Société

À Grenoble, des policiers dénoncent une exposition "anti-flics", les organisateurs "surpris"

Par Alexandre Berthaud, France Bleu Isère vendredi 20 octobre 2017 à 19:07

Les manifestants, une vingtaine, ont recouvert certains panneaux de l'exposition par un écriteau.
Les manifestants, une vingtaine, ont recouvert certains panneaux de l'exposition par un écriteau. © Radio France - Alexandre Berthaud

Les Conseils Citoyens Indépendants ont mis en place une exposition appelant la police à réfléchir à sa "politique du chiffre", et dénonçant les contrôles au faciès. Les panneaux installés devant la Préfecture de l'Isère ont choqué le syndicat Alliance, qui a organisé une manifestation vendredi.
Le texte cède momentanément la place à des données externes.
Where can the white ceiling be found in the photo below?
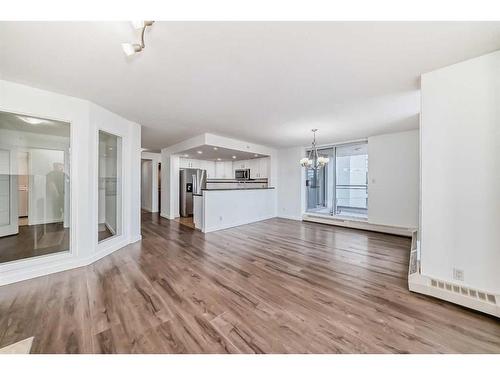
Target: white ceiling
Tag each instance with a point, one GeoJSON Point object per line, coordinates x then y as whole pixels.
{"type": "Point", "coordinates": [30, 124]}
{"type": "Point", "coordinates": [218, 154]}
{"type": "Point", "coordinates": [264, 82]}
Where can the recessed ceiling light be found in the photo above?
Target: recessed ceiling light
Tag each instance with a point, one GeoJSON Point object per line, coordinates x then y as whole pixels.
{"type": "Point", "coordinates": [33, 120]}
"Dans le contexte actuel, ce n'est pas le moment de nous pointer du doigt". Valérie Mourier, responsable en Isère du syndicat de police Alliance, fait référence aux mauvais chiffres de la criminalité dans l'agglomération dévoilés par le procureur de la République de Grenoble dimanche dernier. Pour elle cette exposition, sous les fenêtres de la Préfecture, "met de l'huile sur le feu dans un climat déjà tendu"**.**

D'où la manifestation vendredi après-midi, avec une vingtaine de ses collègues elle a recouvert certains panneaux d'une affiche rappelant la valeur des forces de l'ordre : "150.000 femmes et hommes, 9 millions d'appels au 17, +aide aux victimes, + 1,6 million d'interventions, 12.500 policiers blessés, plus de 50 suicides par an".

Une polémique pour rien ?

Pourtant, jointe par téléphone, Cristèle Bernard, femme à l'origine de l'exposition, dément toute volonté de nuire à la police. "C'est une initiative des Conseils Citoyens Indépendants, on a discuté avec des policiers, certains témoignent même sur les panneaux, ce n'est pas du tout anti-police, c'est davantage une réflexion sur leur métier".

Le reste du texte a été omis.